No African meal can be regarded as complete without the addition of palm oil, and, as a beverage, palm wine is extensively though moderately consumed. This sparkling beverage closely resembles in appearance the “stone ginger” of civilization. The tribes on the Upper Kasai are probably the greatest consumers of palm wine in Africa. In those parts of the tropics where quantities of sugar cane are cultivated, palm wine competes with a sister product from the cane; the sweet and somewhat insipid taste of the latter being more palatable to some tribes than the sharp flavour of the palm wine. The Eloeis wine is the sap of the palm tree itself, extracted by various means, generally by cutting off the male flower-spike and fixing a calabash to the wound to catch the juice which is removed every morning. Another method is to remove the palm cabbage or head; yet another, to cut down the tree and “dig” a hole in the heart of the trunk, from which the liquid is then scooped into a calabash or earthenware pot.

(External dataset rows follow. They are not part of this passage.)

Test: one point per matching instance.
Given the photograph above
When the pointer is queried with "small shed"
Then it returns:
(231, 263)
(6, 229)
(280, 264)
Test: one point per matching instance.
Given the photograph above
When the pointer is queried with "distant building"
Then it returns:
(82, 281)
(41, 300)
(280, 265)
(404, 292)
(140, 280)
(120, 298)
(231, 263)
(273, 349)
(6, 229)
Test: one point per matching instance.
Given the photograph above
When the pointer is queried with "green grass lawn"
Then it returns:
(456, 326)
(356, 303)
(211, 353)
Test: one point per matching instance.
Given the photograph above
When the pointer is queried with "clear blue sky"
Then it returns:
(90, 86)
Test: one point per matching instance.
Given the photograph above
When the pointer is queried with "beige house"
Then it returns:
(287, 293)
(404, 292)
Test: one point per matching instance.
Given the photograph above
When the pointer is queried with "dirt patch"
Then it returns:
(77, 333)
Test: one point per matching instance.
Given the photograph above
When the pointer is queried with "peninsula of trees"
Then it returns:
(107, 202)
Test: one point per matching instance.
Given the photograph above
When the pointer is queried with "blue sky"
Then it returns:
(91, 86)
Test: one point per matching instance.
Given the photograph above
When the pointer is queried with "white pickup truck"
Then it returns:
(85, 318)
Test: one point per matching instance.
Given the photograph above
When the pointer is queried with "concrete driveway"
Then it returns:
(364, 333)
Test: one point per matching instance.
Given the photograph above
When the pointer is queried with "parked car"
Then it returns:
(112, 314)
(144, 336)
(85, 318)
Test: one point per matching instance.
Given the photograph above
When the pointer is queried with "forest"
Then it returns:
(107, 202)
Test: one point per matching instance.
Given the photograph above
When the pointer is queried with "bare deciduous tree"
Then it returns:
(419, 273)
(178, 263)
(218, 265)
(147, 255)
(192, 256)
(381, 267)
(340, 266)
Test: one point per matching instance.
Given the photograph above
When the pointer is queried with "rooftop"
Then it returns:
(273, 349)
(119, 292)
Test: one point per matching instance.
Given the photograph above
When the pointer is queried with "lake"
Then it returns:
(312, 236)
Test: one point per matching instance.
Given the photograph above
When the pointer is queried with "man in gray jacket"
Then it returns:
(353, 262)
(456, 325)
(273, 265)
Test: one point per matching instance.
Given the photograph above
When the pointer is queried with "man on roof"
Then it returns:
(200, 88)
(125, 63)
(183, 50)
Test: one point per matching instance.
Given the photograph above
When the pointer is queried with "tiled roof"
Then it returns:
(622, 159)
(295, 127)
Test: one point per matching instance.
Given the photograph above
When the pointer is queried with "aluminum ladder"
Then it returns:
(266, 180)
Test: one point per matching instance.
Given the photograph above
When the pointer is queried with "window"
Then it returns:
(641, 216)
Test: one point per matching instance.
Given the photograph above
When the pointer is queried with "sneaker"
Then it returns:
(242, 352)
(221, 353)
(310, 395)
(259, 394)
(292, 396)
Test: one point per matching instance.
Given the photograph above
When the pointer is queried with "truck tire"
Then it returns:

Europeans generally prefer the wine when fresh from the tree, owing to the fact that after a few hours it begins to ferment and loses its sweetness.

The oil palms of West Africa are taking an increasing share in supplying the temporal wants of both the white and the coloured man. It is safe to say that there is no tree in the universe capable of providing to so great and varied an extent, the daily wants of the human organism.

FINE HEADS OF OIL PALM FRUIT.

II
THE PRODUCTION OF RUBBER

Rubber has been known for the last four hundred years, but it is only within the last century, or little more, that it has been put to practical use. Civilization was for nearly three hundred years content with the historical fact of Pincon’s Indians of Brazil playing “ball” with crude lumps of rubber, and then it awoke to the fact that rubber could be used to erase pencil marks. In our boyhood Charles Macintosh had established its use as a protective from rain, but in our manhood the annual demand of Great Britain alone for rubber has grown to nearly 50,000 tons. We have lived through the sensation of a “Rubber Boom” which is only now commencing to exact its toll for the immeasurable folly of the thoughtless investing public.

The native use of rubber in West Africa as also among the Brazilian Indians, was first as an aid to merrymaking, in the form of heads of drum-sticks, and in that capacity evoked harmonious chords from the goat-skins tightly stretched over the hollowed forest log. How little these early Africans dreamed that this simple aid to the charms of music would one day deluge their Continent in human blood! There are to-day very few colonies in West Africa without rubber forests which nature—prodigal here as everywhere with her economic gifts—planted generations ago.

The discovery of the great West African rubber supplies dates back about thirty years, but it is a remarkable fact that Stanley in his books on the Founding of the Congo Free State, laid very little stress upon the future of rubber in the Congo.